Here are some quotes that help me feel capable and calm, loved and loving:
"This is grace: The willingness to give what has not been earned and what may not be deserved---it is certainly the highest virtue and the deepest expression of love."
(Excerpt from the 9/11/11 Memorial Service of Music and the Spoken Word )
I know children are some of the most Christ-like people in the world. And I know they are innocent. That should mean they deserve all the kindness and love we can offer, but that's easy to forget in the daily momming. After all, we have to measure our parenting by the daily happenings, so when we think of what our kids deserve, we think of it in terms of punishment or reward for their daily deeds or behavior.
When I read that quote, I remember that the point is not whether I think my kids deserve pampering. The point is that I am their mother, they are my kids, and I love them. When I remember that, the willingness to give comes to me a little more readily.

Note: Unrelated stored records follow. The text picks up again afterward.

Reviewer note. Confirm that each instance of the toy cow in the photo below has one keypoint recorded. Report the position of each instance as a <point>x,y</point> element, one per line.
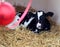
<point>35,21</point>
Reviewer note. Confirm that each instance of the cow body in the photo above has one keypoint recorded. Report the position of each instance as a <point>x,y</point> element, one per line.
<point>34,21</point>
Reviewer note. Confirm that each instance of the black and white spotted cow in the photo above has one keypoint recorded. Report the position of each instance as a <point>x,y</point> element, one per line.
<point>34,21</point>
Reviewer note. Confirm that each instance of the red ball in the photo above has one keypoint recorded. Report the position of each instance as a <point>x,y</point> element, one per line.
<point>7,13</point>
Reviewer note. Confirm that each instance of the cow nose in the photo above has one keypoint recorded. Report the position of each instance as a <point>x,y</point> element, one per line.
<point>39,25</point>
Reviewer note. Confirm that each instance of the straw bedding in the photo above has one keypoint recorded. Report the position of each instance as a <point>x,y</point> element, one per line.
<point>22,37</point>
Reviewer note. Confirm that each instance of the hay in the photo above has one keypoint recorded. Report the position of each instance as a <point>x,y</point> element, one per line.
<point>25,38</point>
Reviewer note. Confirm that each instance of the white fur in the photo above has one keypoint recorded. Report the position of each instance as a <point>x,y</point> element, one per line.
<point>39,14</point>
<point>27,23</point>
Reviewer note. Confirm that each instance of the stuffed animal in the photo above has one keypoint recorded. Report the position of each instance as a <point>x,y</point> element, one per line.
<point>35,21</point>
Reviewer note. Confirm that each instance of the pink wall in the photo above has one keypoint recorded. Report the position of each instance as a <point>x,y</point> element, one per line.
<point>46,5</point>
<point>37,4</point>
<point>54,5</point>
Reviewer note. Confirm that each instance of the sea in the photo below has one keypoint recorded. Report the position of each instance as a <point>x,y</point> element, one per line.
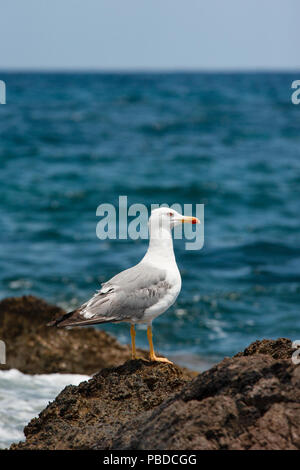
<point>70,142</point>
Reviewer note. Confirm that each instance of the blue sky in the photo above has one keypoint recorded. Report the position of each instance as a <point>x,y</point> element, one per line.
<point>149,34</point>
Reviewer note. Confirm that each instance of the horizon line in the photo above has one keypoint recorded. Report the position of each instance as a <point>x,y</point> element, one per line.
<point>149,70</point>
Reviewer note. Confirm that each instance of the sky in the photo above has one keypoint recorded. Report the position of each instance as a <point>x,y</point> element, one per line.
<point>149,34</point>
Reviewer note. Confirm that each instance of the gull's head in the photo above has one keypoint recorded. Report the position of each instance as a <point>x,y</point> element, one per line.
<point>166,218</point>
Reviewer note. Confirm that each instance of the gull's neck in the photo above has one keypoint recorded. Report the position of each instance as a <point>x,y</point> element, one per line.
<point>160,251</point>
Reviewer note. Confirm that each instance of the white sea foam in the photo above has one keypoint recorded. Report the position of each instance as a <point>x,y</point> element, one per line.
<point>22,397</point>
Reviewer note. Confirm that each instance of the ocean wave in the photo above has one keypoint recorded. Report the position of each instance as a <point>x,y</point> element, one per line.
<point>22,397</point>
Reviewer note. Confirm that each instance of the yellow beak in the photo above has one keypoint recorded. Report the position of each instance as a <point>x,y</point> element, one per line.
<point>190,220</point>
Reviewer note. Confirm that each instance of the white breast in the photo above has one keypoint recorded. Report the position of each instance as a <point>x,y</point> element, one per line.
<point>174,280</point>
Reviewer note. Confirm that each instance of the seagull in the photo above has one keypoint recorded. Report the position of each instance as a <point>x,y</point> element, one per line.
<point>141,293</point>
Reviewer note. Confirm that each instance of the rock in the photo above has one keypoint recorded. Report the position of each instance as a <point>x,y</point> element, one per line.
<point>90,415</point>
<point>34,348</point>
<point>250,401</point>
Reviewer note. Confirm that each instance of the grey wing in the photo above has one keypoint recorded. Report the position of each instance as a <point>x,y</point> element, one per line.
<point>126,295</point>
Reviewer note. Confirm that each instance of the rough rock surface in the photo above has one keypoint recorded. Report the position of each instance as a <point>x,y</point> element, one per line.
<point>34,348</point>
<point>251,401</point>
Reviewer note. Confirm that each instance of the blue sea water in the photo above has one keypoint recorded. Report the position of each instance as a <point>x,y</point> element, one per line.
<point>69,142</point>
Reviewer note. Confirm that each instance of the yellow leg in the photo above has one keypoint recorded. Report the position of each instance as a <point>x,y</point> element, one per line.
<point>152,353</point>
<point>133,350</point>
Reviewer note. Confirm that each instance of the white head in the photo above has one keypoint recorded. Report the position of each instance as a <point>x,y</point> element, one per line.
<point>165,218</point>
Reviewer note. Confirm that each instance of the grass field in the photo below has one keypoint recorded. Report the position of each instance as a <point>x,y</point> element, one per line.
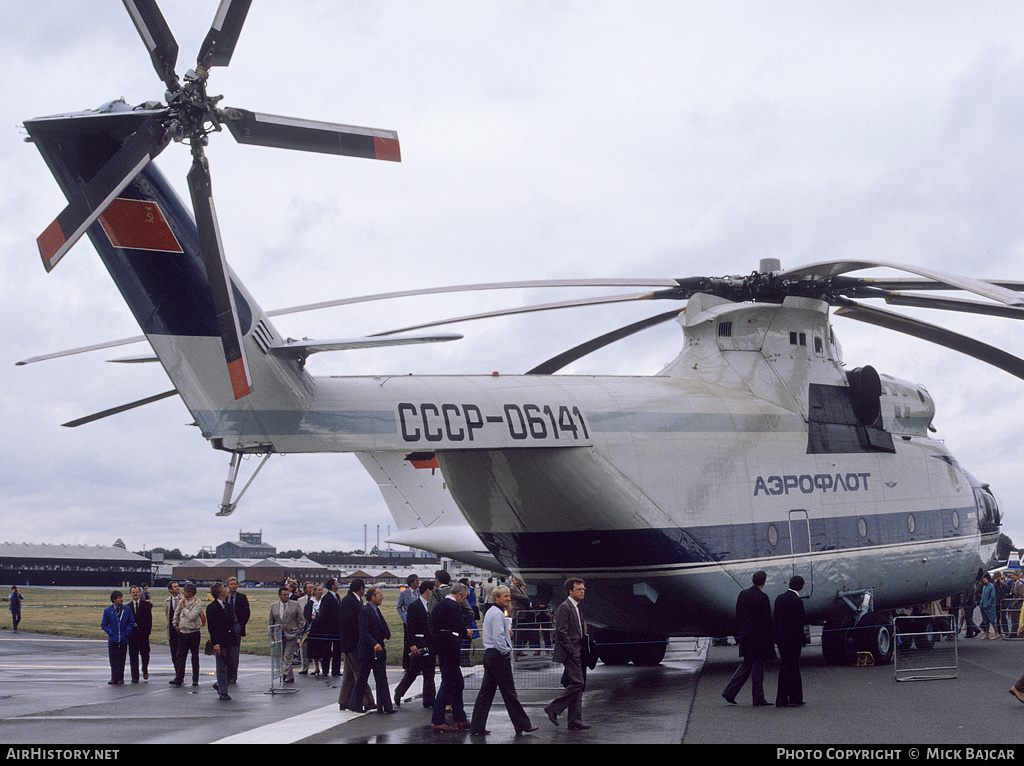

This next one reinforces my belief that I am called to be a mother:
"...My work equals passion, commitment, vibrancy, and aliveness. The place where the world’s great hunger and my own gifts meet. It is my “music.” The things I am “called” to do on this planet. The wild and precious life I have to offer to the world. Work to me does not connote drudgery or burden (except when I make it so, by expecting inhuman quantities of productivity from myself)."Molly Remer, guest post at First the Egg, a feminist blog worth reading once in a while.
Thinking of Molly's words helps me bring excitement back into what I do. I am a mother with purpose, not a mother by chance. Molly also recommended (in one of her own posts-- sorry I can't find the exact spot) what is a special birthing technique that she also uses for other occasions to help herself acquire needed inner peace:
(I am open) (to birth)
(I am ready) (for my baby)
(I welcome) (my labor)
(I am confident) (and strong)
(Right here) (right now)
(I am equal) (to this challenge)
(I embrace) (this moment)
These words so effectively bring back the incredible, peaceful power I felt while giving birth to Scarlett that I remember I am capable of finding peace and calm in the most extreme times.
This last quote is something of a call of duty, a charge to be a strong woman in all I do.
"Every woman, whether rich or poor, married or single, has a circle of influence within which, according to her character, she is exerting a certain amount of power for good or harm. Every woman by her virtue or her vice, by her wisdom or her folly, by her dignity or her levity is adding something to our national elevation or degradation." —John Angell James
For anyone struggling with a hard day, *hugs.* You have my love.
Beautiful! I love your voice as a writer. Great combination of quotes. This helps me so much in my own parenting. Its so important to keep in remembrance the grand nature of raising children.
ReplyDeleteOh, Qait, i love this post! That first quote spoke to my daily desire to be a kinder, softer mother. Thank you!